According to a study by the International Organization for Migration (IOM), the average price of a journey from Iraq to Europe in 2015 was USD 7,000 per person. However, some migrants have told The Migrant Project that they ended up paying up to USD 35,000.
Migrants revealed to The Migrant Project that they had paid between USD 6,000 and USD 10,000 for the trip from Afghanistan to Europe. Many migrants pay for the journey by borrowing from others or selling their property or businesses.
In an interview with The Migrant Project, a Nigerian migrant said the journey across the Mediterranean sea from Libya to Europe can cost up to USD 3,000. After making it all the way to Libya, he told The Migrant Project that he had to return home because he couldn’t afford to pay the smugglers for the sea crossing.
If migrants reach European shores, they will most likely have to continue to travel to reach their final destination. Travelling in Europe is expensive. For example, one migrant told The Migrant Project that smugglers charge around USD 5,000 to travel from Calais in France to the United Kingdom.
Living costs around Europe vary considerably, but they are generally higher than in the home countries of migrants. Unemployment among irregular migrants in European countries is also high, so it’s difficult to pay off debts while covering living costs. Although migrants with a legal status may benefit from state support to access healthcare, education and housing, irregular migrants are not usually eligible for this assistance, thus unemployment amongst asylum seekers is high. This makes it very difficult to earn back the money spent on the trip. Even those who are successful in their application to remain have no guarantee of making back the money they spent getting there.

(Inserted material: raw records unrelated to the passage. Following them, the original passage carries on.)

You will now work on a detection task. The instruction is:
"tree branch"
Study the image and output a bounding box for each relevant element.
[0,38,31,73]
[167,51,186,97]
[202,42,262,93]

The unexpected high cost of the irregular journey to Europe means that many migrants have to return home even before they reach their final destination. Between January 2017 and May 2018, the IOM voluntary return programme helped more than 23,300 migrants return home from Libya.
Migrants who have already spent large sums of money on the journey are also choosing to return to their home countries. In 2017, for example, around 30,000 individuals from various countries returned home voluntarily from Germany. This happens because migrants are often unaware of the realities of life in Europe before they embark on their journey.
Migrants returning to their home countries after failed irregular migration attempts face a number of challenges. Some migrants feel shame and regret for having wasted time and money. Others face anger from their families and communities. Migrants who have spent several years abroad sometimes struggle to adapt to life in their home countries again.